Speech to text transcription

Last updated: 2024-02-08

Contributors

Speech-to-text is the process of converting speech content into text. RingCentral uses advanced machine learning algorithms to transcribe speech to text and further process the text contents to provide rich transcription with punctuations, number of speakers and conversational utterances with useful properties such as speaker id, timestamps of every utterance and of every spoken word.

The Speech-to-text API also supports speaker recognition if you have trained the voice signature of the speakers using the Speaker id enrollment API. Speaker recognition relies on the API speakerIds input as list of pre-enrolled speaker ids of the potential speakers in the conversation.

English is currently the only supported language.

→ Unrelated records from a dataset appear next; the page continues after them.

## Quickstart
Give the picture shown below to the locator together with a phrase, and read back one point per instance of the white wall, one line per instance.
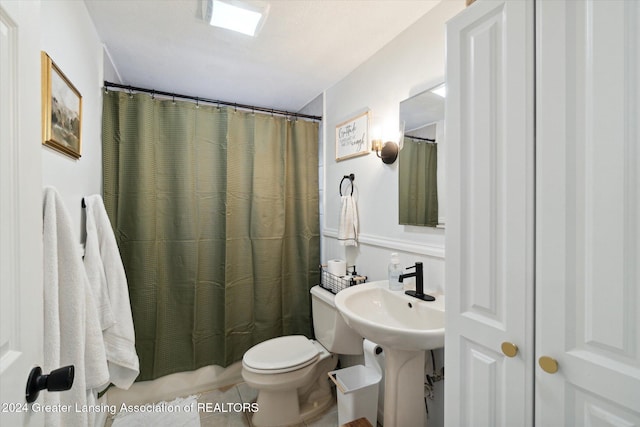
(412, 62)
(70, 39)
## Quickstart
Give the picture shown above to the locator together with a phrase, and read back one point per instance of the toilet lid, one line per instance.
(282, 353)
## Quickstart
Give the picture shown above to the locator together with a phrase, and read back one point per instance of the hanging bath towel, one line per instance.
(348, 230)
(72, 334)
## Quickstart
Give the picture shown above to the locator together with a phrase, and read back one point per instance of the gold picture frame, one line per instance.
(61, 110)
(352, 137)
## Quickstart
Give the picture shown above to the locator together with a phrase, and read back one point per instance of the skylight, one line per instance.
(237, 16)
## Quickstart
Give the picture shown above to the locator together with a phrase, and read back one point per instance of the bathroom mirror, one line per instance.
(421, 169)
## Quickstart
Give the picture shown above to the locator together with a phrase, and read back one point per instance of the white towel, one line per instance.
(72, 334)
(106, 273)
(348, 230)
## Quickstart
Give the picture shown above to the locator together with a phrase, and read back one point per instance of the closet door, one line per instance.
(489, 238)
(588, 213)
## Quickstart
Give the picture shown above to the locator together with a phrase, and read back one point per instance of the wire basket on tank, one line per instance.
(335, 284)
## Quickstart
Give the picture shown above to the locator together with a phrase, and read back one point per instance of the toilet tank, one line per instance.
(329, 326)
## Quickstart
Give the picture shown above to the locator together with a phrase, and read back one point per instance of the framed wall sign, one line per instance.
(61, 110)
(352, 137)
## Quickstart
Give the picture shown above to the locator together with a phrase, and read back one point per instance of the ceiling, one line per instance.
(304, 47)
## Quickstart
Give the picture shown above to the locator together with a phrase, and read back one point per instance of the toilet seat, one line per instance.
(280, 355)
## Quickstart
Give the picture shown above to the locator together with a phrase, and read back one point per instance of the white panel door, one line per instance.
(588, 212)
(489, 238)
(21, 326)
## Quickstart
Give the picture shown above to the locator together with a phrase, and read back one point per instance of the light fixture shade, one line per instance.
(246, 17)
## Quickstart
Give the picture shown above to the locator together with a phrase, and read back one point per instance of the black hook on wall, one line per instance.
(350, 177)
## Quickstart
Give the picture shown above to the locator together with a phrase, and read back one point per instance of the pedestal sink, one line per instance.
(405, 327)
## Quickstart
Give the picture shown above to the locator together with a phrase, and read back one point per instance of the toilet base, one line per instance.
(292, 407)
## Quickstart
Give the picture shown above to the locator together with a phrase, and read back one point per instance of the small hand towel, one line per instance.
(348, 229)
(72, 333)
(106, 272)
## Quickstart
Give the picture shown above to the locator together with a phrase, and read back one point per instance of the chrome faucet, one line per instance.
(419, 275)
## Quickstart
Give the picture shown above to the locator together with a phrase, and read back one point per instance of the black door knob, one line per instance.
(60, 379)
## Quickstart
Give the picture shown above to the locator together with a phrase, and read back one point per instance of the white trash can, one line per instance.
(357, 393)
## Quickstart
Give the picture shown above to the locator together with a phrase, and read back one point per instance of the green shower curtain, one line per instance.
(216, 216)
(418, 183)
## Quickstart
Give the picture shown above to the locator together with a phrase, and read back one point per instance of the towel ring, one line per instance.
(350, 177)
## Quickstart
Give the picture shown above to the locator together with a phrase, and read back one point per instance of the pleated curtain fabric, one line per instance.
(418, 183)
(216, 216)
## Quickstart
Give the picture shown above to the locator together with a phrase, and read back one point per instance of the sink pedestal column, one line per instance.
(404, 388)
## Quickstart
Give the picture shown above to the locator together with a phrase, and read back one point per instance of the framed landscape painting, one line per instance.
(61, 111)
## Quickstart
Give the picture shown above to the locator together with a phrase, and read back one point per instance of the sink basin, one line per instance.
(391, 318)
(405, 327)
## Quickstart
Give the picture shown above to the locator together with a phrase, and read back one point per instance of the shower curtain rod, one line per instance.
(210, 101)
(417, 138)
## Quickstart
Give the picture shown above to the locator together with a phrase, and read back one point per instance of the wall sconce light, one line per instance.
(387, 151)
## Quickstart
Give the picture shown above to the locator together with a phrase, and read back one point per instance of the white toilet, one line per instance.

Transcribing speech to text in media files

Request parameters

Parameter	Type	Description
`encoding`	String	Encoding of audio file like MP3, WAV etc.
`languageCode`	String	Language spoken in the audio file. Default of "en-US".
`contentUri`	String	Publicly accessible url of a media content.
`audioType`	String	Type of the audio based on number of speakers. Optional. Permitted values: `CallCenter` (default), `Meeting`, `EarningsCalls`, `Interview`, `PressConference`
`source`	String	The source for the audio file: Webex, Zoom, GotoMeeting, Phone. Optional. The value will be used if `enableSpeakerDiarization` is set to `True`.
`speakerCount`	Number	Number of speakers in the file. Set to `-1` (default) if there are an unknown number of speakers. Optional. The value will be used if `enableSpeakerDiarization` is set to `True`.
`speakerIds`	List[String]	A list of speakers to be identified. See speaker enrollment section for more details. Optional. The value will be used if `enableSpeakerDiarization` is set to `True`.
`enableVoiceActivityDetection`	Boolean	Apply voice activity detection. Optional. Default of `False`. The value will be used if `enableSpeakerDiarization` is set to `True`.
`enablePunctuation`	Boolean	Enables RingCentral's Smart Punctuation API. Optional. Default of `True`.
`enableSpeakerDiarization`	Boolean	Tags each word corresponding to the speaker. Optional. Default of `False`.
`separateSpeakerPerChannel`	Boolean	Set to `True` if the input audio is multi-channel and each channel has a separate speaker. Optional. Default of `False`. The value will be used if `enableSpeakerDiarization` is set to `True`.
`source`	String	Source of the audio file eg: `Phone`, `RingCentral`, `GoogleMeet`, `Zoom` etc. Optional.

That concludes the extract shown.